With some fanfare, Yahoo today unveiled its new women’s site, Shine, with content contributions from lots of big companies including Conde Nast, Hearst, Rodale, and Time Inc. (though I find little evidence of them on the site; most of my clicks took me to stuff written by Shine staff, which doesn’t look small; others too me to snippets from magazines made to look like blog posts with lots of plugs to try to get you to subscribe). It has that women’s magazine voice: “Four ways to be good to your body this week…. Carla Bruni-Sarkozy: We think you’re awesome…. Perfect, pretty, sturdy canvas bags…. How to get on your boss’s good side….”
Poor Yahoo. They could cure cancer while tap-dancing naked and I wouldn’t be impressed. They have just gone and tried to create another portals. Portals beget portals. There’s nothing new in this. Having worked at Conde Nast, I went through conversations about starting sites like this with all the other portals many times over. What’s the big?

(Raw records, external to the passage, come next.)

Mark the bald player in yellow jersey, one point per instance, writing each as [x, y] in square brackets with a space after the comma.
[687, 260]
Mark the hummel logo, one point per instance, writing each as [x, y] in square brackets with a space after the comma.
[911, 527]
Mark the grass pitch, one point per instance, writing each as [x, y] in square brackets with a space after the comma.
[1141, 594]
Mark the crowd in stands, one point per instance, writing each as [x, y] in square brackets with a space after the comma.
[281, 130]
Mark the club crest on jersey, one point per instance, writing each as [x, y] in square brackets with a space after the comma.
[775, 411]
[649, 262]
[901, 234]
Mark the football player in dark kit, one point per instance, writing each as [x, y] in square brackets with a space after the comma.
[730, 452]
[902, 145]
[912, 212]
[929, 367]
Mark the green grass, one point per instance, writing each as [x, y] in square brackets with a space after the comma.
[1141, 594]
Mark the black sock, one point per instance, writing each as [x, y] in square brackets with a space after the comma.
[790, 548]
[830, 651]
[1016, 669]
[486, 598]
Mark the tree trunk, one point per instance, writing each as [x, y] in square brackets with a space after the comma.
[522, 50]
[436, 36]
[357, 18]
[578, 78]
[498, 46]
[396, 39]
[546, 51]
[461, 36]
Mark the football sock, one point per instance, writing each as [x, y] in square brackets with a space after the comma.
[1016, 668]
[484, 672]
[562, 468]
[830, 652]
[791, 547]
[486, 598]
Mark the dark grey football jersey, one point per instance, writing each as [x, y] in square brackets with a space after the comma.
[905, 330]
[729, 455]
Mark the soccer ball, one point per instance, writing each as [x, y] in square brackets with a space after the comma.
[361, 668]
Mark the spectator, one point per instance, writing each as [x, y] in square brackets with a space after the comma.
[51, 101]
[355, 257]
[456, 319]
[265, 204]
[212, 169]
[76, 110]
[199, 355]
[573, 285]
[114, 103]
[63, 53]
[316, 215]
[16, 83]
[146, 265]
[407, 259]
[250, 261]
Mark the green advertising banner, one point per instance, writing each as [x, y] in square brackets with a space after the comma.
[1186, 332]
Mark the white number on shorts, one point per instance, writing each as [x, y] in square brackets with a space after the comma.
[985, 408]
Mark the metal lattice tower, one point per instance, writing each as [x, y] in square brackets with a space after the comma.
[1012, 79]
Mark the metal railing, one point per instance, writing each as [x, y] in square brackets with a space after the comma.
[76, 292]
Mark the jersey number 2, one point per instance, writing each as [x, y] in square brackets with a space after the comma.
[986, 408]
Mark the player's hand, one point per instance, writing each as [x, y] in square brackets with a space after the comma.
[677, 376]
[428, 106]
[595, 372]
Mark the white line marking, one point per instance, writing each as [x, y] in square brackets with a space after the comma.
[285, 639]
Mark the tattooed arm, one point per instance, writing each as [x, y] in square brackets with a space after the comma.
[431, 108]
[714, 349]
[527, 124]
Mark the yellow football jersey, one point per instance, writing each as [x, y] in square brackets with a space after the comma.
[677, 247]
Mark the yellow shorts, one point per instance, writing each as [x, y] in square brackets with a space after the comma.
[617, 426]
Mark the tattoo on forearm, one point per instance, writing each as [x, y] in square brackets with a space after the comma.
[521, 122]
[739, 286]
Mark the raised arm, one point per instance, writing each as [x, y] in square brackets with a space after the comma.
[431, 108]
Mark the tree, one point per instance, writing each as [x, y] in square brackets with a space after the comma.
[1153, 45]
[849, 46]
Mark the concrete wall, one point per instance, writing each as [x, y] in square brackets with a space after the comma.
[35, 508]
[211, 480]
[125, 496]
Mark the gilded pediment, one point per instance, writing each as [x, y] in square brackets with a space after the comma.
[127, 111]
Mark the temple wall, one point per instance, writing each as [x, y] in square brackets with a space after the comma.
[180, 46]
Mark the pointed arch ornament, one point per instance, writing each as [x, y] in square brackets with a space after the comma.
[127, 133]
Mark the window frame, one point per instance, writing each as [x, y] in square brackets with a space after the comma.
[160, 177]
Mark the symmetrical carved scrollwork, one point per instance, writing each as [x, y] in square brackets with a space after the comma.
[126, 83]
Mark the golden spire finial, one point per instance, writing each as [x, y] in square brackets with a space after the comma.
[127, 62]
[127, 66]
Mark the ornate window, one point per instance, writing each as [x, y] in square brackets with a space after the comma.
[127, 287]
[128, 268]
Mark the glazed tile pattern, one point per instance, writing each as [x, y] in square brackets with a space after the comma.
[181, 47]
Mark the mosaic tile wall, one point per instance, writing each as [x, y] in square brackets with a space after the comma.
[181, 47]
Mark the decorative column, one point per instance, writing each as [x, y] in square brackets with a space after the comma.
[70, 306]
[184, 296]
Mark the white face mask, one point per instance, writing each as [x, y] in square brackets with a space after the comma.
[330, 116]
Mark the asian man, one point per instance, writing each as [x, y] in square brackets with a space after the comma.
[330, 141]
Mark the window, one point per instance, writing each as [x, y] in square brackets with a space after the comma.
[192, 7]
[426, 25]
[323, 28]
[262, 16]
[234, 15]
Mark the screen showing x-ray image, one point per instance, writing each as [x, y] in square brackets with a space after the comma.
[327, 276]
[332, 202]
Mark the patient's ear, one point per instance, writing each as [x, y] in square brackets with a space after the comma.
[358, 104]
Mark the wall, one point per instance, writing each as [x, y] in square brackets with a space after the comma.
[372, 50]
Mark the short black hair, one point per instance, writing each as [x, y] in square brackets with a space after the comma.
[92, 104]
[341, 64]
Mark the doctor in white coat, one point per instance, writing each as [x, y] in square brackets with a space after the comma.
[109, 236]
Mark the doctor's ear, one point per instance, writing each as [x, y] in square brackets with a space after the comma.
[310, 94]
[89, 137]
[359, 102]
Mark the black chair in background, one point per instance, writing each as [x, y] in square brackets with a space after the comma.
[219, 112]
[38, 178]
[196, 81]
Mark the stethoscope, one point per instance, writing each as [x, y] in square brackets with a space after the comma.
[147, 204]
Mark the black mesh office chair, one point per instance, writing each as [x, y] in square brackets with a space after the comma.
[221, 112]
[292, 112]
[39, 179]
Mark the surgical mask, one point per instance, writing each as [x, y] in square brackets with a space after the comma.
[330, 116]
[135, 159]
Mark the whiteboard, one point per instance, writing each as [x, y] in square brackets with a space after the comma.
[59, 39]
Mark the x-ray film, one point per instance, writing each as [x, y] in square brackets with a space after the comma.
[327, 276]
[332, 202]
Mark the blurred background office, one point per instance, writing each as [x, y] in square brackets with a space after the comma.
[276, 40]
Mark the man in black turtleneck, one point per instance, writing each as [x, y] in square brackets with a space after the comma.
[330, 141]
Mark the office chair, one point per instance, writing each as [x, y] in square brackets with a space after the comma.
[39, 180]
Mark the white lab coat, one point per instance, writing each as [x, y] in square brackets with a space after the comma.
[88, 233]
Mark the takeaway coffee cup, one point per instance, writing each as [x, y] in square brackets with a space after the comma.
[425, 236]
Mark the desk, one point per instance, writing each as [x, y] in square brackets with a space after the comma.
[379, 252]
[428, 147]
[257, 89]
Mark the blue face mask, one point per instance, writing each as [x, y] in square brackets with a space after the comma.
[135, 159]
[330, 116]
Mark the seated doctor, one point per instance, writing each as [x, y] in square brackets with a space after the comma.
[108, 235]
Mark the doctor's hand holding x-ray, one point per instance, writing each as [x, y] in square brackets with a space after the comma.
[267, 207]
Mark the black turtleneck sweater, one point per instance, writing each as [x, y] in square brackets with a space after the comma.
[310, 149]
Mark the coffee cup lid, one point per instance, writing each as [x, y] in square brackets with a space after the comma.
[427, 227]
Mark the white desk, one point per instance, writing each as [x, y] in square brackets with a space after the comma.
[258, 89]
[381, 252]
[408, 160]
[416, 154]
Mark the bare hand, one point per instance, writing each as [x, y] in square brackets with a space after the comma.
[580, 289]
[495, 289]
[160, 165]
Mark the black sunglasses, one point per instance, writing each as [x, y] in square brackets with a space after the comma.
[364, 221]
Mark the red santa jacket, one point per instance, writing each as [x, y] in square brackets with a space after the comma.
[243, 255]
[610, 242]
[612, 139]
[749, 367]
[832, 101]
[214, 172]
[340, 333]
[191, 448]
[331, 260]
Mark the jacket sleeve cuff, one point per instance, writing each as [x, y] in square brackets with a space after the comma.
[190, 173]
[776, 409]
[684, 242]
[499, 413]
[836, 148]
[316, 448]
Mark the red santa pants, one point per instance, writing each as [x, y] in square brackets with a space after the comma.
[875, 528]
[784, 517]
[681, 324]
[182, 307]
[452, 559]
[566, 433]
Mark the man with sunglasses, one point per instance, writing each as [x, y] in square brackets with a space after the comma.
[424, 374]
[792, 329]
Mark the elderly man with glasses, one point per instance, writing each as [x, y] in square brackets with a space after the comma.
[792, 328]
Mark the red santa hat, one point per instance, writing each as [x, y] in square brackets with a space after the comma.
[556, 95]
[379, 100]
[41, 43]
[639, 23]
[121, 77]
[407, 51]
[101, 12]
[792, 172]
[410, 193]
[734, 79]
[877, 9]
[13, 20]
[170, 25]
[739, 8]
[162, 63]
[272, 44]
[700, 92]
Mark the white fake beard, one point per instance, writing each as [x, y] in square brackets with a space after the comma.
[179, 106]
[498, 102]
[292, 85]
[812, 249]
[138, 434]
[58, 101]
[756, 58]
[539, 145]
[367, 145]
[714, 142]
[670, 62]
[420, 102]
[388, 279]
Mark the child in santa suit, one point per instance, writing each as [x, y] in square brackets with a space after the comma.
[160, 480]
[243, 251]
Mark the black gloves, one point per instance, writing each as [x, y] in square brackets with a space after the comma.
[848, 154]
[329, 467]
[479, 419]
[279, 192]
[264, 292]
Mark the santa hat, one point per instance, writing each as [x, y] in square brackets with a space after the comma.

The problem is that this is born from a spreadsheet rather than a vision. In the PaidContent report, Yahoo svp Scott Moore “explained that for the longest time, Yahoo had been developing sites focused on topics (for instance Food, Sports and others). Now, with Shine, it has started developing site based on audiences/demographics, and in this case a big one, and lucrative to advertisers.” I’ve seen and heard that tap dance before. Beware any product that starts with a demographic that’s going to excite advertisers because it has lots of brands. That’s portalthink at its saddest.